You might be looking forward to your move, your new home and that sweet mortgage deal you managed to bag, but your cat has no idea it’s about to happen and couldn’t care less about interest rates. Moving can be tough on pets, especially cats, which are very territorial creatures, so you’ll need to take extra care to make sure your chum has a smooth transition to its new turf.

Plan ahead – quite a way ahead

A week or so before moving day, create a safe space for your cat, complete with all of his or her usual things – litter tray, toys, feeding station, scratching post and bed – and let them get used to this new space. When moving day rolls around, your car should be quite content to spend the day in there while you get on with all the difficult stuff.

Feed your cat at least three hours before travelling so that it doesn’t get carsick on the way and make sure it’s well used to a travelling carrier case. More sensitive cats might prefer to go into a cattery for a couple of days either side of the move and this can work out well for everyone.

Whatever your plans are, it’s vital that your cat’s vaccinations and microchip information is up to date and that you’re already registered with a new vet.

Create another safe room on “the other side”

Your cat should have another little sanctuary in the new home so that it can settle in more easily. Find a quiet spot and furnish it with all the items you had in the old sanctuary. If possible, add a couple of hiding spaces – empty moving boxes will do – as well. The neighbourhood cats will almost certainly catch wind of the new arrival so these hidey-holes may come in handy if they start staring through the windows.

Use your scents

A really clever trick is to scent doors and skirting boards with your cat’s own natural smell. Wipe a clean cloth over your cat’s facial scent glands and then mark doorways, floors and so on with it so that the new house feels and smells familiar from the start.

Don’t rush things

It could take three weeks or so for your cat to make itself at home, so don’t rush this process, as it’ll add more stress for everyone. Sit with your cat for a while every day, but don’t force it to explore or join you on the sofa for your favourite TV show – let it move at its own pace.

Eventually, your cat will start to explore and scent mark the new home, which is a sign it’s settling in. Make sure all the doors and windows are shut securely even after this stage, however, as you need to be certain that your new home is “home”.

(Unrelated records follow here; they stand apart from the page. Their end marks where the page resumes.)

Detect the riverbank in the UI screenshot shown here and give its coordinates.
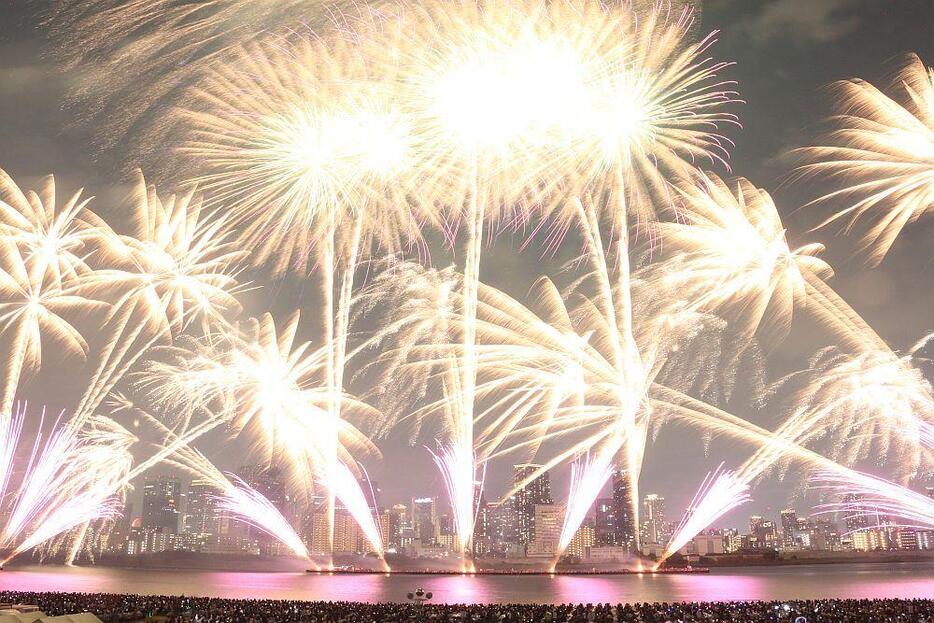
[0,591,934,623]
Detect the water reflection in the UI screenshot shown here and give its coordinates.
[0,562,934,603]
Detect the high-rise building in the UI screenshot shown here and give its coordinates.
[334,508,363,554]
[779,508,799,548]
[489,495,519,553]
[612,471,636,551]
[642,493,669,544]
[473,487,493,556]
[239,465,295,521]
[512,464,554,544]
[841,493,878,532]
[565,517,595,559]
[412,498,441,545]
[379,504,409,551]
[183,480,219,535]
[594,498,619,547]
[528,504,564,557]
[142,476,182,534]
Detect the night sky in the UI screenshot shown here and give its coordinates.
[0,0,934,524]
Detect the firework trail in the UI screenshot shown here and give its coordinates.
[120,401,317,568]
[75,171,244,432]
[140,313,382,564]
[0,244,108,420]
[361,268,760,555]
[797,54,934,266]
[657,174,934,556]
[811,471,934,530]
[42,0,388,173]
[0,404,136,566]
[182,25,432,564]
[656,174,934,460]
[358,1,733,564]
[655,463,751,569]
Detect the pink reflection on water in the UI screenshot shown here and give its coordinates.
[0,563,934,603]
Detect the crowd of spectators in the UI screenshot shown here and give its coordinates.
[0,591,934,623]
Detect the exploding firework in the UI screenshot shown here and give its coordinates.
[140,313,382,564]
[0,404,136,566]
[362,260,764,555]
[656,463,751,568]
[75,171,243,428]
[358,1,733,560]
[812,472,934,530]
[183,26,430,560]
[652,174,932,472]
[0,245,107,419]
[798,54,934,265]
[44,0,388,166]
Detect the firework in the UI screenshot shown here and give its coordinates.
[0,245,108,419]
[0,404,136,562]
[362,260,760,555]
[0,169,114,287]
[656,463,751,568]
[798,54,934,265]
[140,313,382,564]
[75,171,243,422]
[358,1,732,560]
[653,174,931,472]
[183,28,430,564]
[812,471,934,530]
[121,410,315,565]
[44,0,388,168]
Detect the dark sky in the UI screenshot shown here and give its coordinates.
[0,0,934,523]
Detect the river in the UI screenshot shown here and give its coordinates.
[0,562,934,603]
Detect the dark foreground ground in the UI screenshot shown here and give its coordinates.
[0,587,934,623]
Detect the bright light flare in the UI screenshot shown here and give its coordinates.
[798,54,934,266]
[655,463,752,569]
[812,471,934,530]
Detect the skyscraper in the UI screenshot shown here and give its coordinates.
[379,504,409,551]
[142,476,181,534]
[490,495,519,553]
[528,504,564,556]
[613,471,636,550]
[842,493,879,532]
[594,498,619,547]
[512,464,554,545]
[779,508,798,547]
[642,493,668,544]
[183,480,219,535]
[412,498,440,545]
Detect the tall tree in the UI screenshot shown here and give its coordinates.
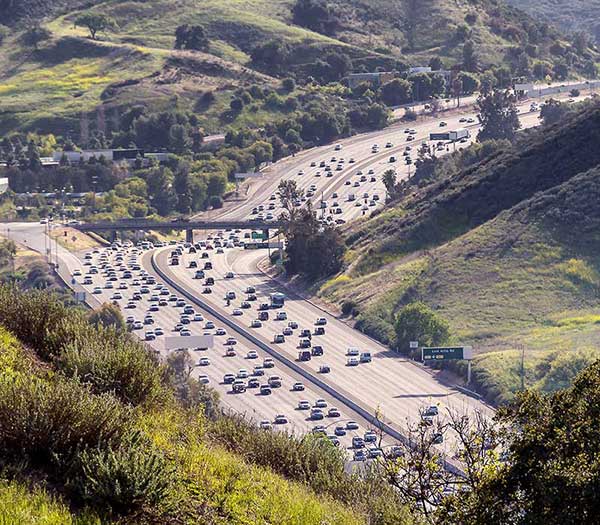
[75,12,116,40]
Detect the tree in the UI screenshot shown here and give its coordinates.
[463,40,479,73]
[88,303,127,332]
[477,90,521,142]
[394,302,450,352]
[381,78,412,106]
[23,22,52,51]
[175,24,210,51]
[540,98,567,125]
[459,71,479,95]
[292,0,339,35]
[75,12,116,40]
[438,361,600,525]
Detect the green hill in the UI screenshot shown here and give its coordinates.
[509,0,600,41]
[320,100,600,401]
[0,0,597,134]
[0,286,412,525]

Your cat needs a calm but interesting environment

For the first few weeks, build a routine for your cat. Feed it regular but small meals and use feeding time as bonding time. If you can, avoid doing any noisy building or renovation work until you’re sure your cat has made itself at home.

You can help your cat to settle in by making the sanctuary as interesting as you can. As well as boxes and hiding places, bring in perches of different heights, toys and puzzle feeders to keep him or her occupied and engaged until the transition is complete.

The great outdoors beckons

Once the transition period – at least three weeks – is over, you can let your cat outside. One good trick is to let it out just before a meal so that it’ll want to come back in! Don’t chivvy or carry the cat out; let him or her decide whether to go out or not and stand in the doorway so it knows you’re there to help.
Just as you did in the indoor sanctuary, offer hiding places near to the door or cat-flap so that your cat can retreat to them if it feels overwhelmed or threatened. Start with short excursions – a few minutes – and build up the time until you’re all happy and confident about the new territory.